The Dell extension also shows as missing in VUM, so I logged onto the DCUI and ran "esxcli software vib list" to see if OpenManage had been removed, but not upgraded. To my suprise, this is all that gets returned. I would expect to see alot more, and do on other hosts;
~ # esxcli software vib list
Name Version Vendor Acceptance Level Install Date
----------- ----------------- ------ ---------------- ------------
tools-light 5.0.0-1.22.821926 VMware VMwareCertified 2012-10-02
If I try and remediate the host, it fails with the following error;
The host returns esxupdate error code:15.
The package manager transaction is not successful. Check the Update Manager log files and esxupdate log files for more details.

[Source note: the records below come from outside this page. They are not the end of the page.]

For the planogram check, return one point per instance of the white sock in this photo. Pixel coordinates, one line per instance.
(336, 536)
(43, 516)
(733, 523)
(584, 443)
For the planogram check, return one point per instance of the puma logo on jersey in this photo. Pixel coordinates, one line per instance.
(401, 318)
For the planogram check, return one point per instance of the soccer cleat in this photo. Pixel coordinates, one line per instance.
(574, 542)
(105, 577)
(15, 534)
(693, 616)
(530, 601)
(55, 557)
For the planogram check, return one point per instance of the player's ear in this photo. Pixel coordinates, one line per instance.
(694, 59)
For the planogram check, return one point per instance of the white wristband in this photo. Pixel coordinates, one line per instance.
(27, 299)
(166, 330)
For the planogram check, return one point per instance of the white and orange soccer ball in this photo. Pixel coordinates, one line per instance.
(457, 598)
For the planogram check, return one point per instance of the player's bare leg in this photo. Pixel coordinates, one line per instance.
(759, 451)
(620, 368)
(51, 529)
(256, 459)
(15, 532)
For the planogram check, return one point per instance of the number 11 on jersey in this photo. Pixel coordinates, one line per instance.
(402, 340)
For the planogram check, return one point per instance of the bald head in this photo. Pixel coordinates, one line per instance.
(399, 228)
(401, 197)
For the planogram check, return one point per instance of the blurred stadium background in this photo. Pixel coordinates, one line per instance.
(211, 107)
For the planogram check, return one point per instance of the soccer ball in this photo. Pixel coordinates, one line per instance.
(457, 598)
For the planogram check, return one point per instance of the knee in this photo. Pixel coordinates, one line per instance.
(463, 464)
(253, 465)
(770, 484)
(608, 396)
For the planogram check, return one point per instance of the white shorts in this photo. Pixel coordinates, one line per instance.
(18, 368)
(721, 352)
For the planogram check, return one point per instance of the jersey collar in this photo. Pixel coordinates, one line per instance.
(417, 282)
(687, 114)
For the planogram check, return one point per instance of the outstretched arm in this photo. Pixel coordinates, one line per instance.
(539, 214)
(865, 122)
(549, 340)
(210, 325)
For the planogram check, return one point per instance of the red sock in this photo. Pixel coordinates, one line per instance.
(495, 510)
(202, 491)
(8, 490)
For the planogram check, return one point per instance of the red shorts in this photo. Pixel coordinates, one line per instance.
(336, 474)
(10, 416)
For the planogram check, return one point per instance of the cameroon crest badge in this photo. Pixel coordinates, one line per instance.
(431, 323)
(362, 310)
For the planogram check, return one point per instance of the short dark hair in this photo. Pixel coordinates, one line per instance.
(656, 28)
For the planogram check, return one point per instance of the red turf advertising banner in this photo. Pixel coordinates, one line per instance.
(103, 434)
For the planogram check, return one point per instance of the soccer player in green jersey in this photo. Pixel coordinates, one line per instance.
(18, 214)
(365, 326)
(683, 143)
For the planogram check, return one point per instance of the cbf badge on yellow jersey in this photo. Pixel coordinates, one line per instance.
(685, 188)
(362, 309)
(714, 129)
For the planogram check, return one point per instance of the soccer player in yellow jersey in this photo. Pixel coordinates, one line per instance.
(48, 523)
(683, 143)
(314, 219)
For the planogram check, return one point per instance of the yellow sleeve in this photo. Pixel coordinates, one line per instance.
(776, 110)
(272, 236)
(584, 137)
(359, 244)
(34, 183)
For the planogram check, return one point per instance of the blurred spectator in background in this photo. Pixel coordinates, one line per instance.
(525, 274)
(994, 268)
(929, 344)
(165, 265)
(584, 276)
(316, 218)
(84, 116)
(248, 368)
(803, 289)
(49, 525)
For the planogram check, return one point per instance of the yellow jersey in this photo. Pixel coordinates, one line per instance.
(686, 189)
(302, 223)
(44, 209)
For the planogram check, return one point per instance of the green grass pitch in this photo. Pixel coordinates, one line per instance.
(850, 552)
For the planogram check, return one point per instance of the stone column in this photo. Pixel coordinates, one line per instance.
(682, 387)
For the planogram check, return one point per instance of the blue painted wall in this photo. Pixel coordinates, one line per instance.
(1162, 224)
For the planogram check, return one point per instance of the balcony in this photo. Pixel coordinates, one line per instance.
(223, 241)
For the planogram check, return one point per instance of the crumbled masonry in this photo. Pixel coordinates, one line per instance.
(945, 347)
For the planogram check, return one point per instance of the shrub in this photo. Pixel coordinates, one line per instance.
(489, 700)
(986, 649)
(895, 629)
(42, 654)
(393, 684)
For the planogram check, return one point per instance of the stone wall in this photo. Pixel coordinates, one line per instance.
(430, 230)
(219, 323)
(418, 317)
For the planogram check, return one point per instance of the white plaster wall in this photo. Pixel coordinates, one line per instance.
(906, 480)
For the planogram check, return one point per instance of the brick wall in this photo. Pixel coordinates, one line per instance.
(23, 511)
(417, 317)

I can see these errors in the esxupdate.log;
2012-10-25T12:46:05Z esxupdate: Metadata.pyc: INFO: Unrecognized file vendor-index.xml in Metadata file
I'm reluctant to use these 2x hosts at the moment as they are part of a production 5x host cluster and I'm not sure they are stable enough to be depended on. They are currently sitting in maintenace mode, and I could rebuild them, but wanted to resolve this without a rebuild so that we understand what went wrong.

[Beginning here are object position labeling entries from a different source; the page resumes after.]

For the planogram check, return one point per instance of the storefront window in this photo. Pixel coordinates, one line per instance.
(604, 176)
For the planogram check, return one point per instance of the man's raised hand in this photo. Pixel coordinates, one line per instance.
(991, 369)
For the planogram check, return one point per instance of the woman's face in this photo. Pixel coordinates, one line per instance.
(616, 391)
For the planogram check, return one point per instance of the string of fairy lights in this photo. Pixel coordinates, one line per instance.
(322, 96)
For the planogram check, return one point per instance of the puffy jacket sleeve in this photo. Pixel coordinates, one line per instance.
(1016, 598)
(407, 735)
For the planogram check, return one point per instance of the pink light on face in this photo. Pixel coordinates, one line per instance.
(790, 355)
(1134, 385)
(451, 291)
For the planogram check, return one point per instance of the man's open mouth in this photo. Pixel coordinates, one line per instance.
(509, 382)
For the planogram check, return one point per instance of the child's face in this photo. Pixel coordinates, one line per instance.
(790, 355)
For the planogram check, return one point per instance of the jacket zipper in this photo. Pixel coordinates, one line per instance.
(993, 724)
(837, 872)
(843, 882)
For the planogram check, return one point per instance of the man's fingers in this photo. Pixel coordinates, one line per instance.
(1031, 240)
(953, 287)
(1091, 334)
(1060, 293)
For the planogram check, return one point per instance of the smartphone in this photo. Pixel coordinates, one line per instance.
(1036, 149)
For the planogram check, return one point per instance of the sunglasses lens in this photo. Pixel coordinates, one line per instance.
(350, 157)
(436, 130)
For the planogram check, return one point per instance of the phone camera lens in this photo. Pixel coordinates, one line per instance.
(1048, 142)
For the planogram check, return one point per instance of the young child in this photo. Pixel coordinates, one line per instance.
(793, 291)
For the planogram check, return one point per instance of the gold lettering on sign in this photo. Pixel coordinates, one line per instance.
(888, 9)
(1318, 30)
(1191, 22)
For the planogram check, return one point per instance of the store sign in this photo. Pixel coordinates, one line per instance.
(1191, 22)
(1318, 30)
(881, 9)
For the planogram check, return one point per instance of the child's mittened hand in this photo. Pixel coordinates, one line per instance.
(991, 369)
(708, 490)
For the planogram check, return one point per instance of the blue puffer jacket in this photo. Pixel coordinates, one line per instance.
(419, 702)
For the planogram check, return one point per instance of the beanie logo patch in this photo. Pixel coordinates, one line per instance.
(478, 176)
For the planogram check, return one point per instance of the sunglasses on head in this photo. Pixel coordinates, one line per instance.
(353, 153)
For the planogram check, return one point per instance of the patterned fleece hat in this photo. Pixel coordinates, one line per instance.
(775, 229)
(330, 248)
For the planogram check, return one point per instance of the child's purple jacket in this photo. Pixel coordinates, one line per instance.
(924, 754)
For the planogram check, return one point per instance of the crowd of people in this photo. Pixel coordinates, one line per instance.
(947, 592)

I do have an open support call with VMware, but thought that I would throw it out into the community jsut incase anyone else has seen this and knows how to resolve it without rebuilding the host.
Thanks (as always),
Unfortunately the hosts need to be rebuilt (as per my support ticket).
I was asked to verify if the imgdb.tgz could be corrupt (steps below);
1) Connect to the ESXi host via an SSH session
2) Change directory to /vmfs/volumes:
3) Search for the imgdb.tgz file:
find * | grep imgdb.tgz
Note: This command normally results in two matches. For example:
4) Run this command on each match:
ls -l match_result
ls -l 0ca01e7f-cc1ea1af-bda0-1fe646c5ceea/imgdb.tgz
-rwx------ 1 root root 26393 Jul 20 19:28 0ca01e7f-cc1ea1af-bda0-1fe646c5ceea/imgdb.tgz
The default size for the imgdb.tgz file is approximately 26 KB. If one of the files is only a couple of bytes, it indicates that the file is corrupt.

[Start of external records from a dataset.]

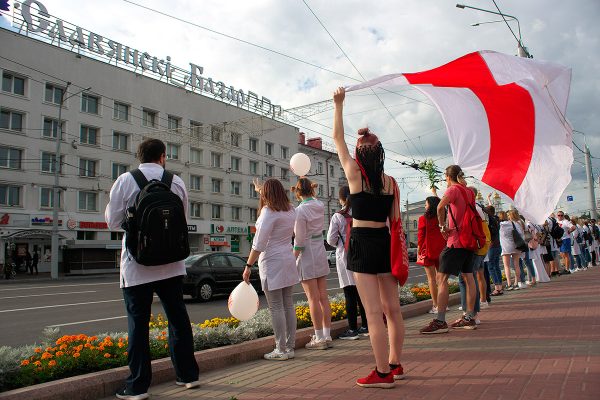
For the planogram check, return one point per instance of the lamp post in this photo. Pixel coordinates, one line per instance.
(521, 49)
(55, 193)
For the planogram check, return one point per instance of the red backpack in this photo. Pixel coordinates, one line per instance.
(471, 233)
(346, 214)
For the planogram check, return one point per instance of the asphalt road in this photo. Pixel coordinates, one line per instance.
(94, 305)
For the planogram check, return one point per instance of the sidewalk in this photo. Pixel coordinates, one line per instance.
(540, 343)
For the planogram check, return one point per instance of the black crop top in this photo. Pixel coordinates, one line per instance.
(371, 207)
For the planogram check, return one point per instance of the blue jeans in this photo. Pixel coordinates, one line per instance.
(138, 302)
(494, 264)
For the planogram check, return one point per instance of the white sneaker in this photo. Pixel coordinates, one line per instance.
(276, 355)
(315, 344)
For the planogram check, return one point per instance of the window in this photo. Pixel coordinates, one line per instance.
(236, 188)
(253, 144)
(51, 128)
(116, 235)
(173, 123)
(48, 160)
(269, 168)
(119, 169)
(87, 167)
(11, 120)
(195, 209)
(235, 213)
(195, 182)
(10, 157)
(13, 84)
(88, 135)
(88, 201)
(253, 214)
(86, 235)
(89, 103)
(216, 211)
(10, 195)
(235, 139)
(215, 133)
(215, 160)
(216, 185)
(196, 156)
(235, 163)
(47, 198)
(53, 93)
(121, 111)
(120, 141)
(195, 129)
(253, 193)
(172, 151)
(254, 168)
(149, 118)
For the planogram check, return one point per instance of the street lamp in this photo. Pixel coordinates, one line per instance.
(521, 50)
(55, 199)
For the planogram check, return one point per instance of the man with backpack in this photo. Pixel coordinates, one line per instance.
(457, 257)
(150, 203)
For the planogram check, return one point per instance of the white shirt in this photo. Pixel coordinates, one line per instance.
(122, 196)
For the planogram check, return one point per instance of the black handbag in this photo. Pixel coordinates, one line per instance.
(518, 239)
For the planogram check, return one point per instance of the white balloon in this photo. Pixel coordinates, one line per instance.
(300, 164)
(243, 301)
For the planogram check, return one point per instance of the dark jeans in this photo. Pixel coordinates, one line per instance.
(138, 302)
(352, 306)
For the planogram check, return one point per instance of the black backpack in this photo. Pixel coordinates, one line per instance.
(156, 226)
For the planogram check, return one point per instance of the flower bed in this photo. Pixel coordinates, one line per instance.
(64, 356)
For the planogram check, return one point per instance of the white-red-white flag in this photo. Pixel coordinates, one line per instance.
(505, 118)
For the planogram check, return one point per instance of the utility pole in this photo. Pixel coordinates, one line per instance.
(590, 177)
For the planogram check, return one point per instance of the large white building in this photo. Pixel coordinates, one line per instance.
(218, 138)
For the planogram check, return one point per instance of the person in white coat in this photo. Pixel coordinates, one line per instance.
(311, 256)
(272, 247)
(338, 236)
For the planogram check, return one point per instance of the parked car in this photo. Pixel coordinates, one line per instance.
(215, 273)
(412, 254)
(331, 257)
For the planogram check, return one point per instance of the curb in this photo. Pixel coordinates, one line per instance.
(97, 385)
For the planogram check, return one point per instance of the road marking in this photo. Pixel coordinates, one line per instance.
(85, 322)
(60, 305)
(55, 286)
(46, 294)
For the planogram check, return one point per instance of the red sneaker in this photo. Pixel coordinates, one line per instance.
(373, 380)
(398, 373)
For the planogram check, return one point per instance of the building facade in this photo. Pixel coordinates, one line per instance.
(215, 147)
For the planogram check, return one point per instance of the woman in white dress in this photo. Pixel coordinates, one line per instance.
(311, 259)
(272, 247)
(510, 254)
(536, 254)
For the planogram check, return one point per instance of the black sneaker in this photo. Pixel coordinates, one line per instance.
(349, 335)
(126, 394)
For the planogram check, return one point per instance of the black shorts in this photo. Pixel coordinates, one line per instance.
(453, 261)
(369, 251)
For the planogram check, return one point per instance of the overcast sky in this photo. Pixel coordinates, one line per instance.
(379, 37)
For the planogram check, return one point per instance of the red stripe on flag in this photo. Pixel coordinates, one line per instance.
(510, 113)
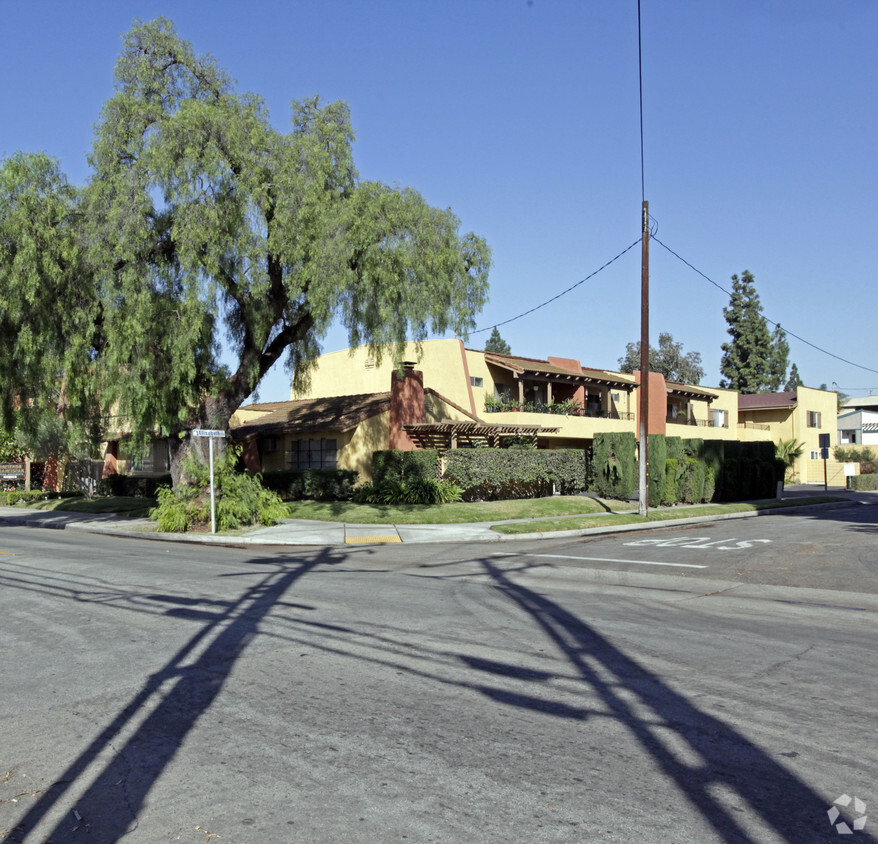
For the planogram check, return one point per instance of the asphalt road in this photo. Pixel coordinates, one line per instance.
(157, 692)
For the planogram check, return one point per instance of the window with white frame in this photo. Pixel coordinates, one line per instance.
(314, 454)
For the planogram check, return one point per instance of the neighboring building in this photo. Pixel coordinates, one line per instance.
(858, 427)
(801, 415)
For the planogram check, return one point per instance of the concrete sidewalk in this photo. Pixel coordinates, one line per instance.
(307, 532)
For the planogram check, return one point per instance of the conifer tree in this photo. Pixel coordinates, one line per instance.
(794, 380)
(496, 344)
(746, 360)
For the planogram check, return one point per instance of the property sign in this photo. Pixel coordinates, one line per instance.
(12, 471)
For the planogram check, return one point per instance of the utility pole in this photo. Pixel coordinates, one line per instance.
(643, 489)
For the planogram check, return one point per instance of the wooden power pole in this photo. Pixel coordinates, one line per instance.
(643, 489)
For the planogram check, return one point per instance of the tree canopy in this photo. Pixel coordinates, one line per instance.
(202, 226)
(746, 359)
(497, 345)
(668, 359)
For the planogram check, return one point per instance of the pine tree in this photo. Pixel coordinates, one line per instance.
(794, 380)
(496, 345)
(746, 361)
(779, 359)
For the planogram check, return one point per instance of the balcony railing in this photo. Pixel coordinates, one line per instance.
(703, 423)
(557, 409)
(755, 426)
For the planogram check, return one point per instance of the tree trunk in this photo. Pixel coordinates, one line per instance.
(213, 414)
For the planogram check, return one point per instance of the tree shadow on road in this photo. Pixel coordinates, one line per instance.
(148, 732)
(728, 764)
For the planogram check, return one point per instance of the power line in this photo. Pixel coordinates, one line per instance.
(562, 293)
(786, 330)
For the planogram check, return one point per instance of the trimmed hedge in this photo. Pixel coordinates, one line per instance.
(502, 473)
(132, 486)
(20, 496)
(613, 470)
(312, 484)
(395, 465)
(864, 482)
(658, 454)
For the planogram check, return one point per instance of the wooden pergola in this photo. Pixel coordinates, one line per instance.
(540, 372)
(450, 433)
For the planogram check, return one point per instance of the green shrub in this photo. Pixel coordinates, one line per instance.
(672, 472)
(709, 484)
(240, 497)
(504, 473)
(690, 488)
(312, 484)
(613, 465)
(396, 465)
(414, 491)
(21, 496)
(132, 486)
(657, 453)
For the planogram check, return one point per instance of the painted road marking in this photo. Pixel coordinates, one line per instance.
(699, 542)
(603, 560)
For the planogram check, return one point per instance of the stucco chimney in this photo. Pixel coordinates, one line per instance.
(406, 404)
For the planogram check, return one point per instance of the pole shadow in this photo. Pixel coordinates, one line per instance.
(729, 761)
(185, 688)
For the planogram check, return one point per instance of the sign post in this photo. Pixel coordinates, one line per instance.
(211, 435)
(824, 453)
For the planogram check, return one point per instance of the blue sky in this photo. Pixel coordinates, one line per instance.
(522, 116)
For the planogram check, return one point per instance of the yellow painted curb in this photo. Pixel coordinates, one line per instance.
(356, 540)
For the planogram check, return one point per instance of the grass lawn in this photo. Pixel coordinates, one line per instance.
(456, 513)
(661, 515)
(122, 505)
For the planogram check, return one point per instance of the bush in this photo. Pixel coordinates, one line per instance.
(240, 498)
(312, 484)
(132, 486)
(503, 473)
(613, 465)
(690, 488)
(709, 484)
(395, 465)
(657, 454)
(414, 491)
(863, 455)
(669, 494)
(864, 482)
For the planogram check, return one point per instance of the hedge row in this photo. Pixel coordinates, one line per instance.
(613, 466)
(864, 482)
(501, 473)
(20, 496)
(685, 471)
(312, 484)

If the file is corrupt then the only option to solve the problem is to rebuilt the host unfortunately.
In my case;
/vmfs/volumes # ls -l 102e94e3-ca3fac95-338e-6112021b7785/imgdb.tgz
-rwx------ 1 root root 197 Oct 23 13:01 102e94e3-ca3fac95-338e-6112021b7785/imgdb.tgz
/vmfs/volumes # ls -l 67de8dee-fd1e8cf5-20a9-0d2688903ce2/imgdb.tgz
-rwx------ 1 root root 30008 Oct 2 13:04 67de8dee-fd1e8cf5-20a9-0d2688903ce2/imgdb.tgz
I guess I will be rebuilding these hosts today ... happy Friday!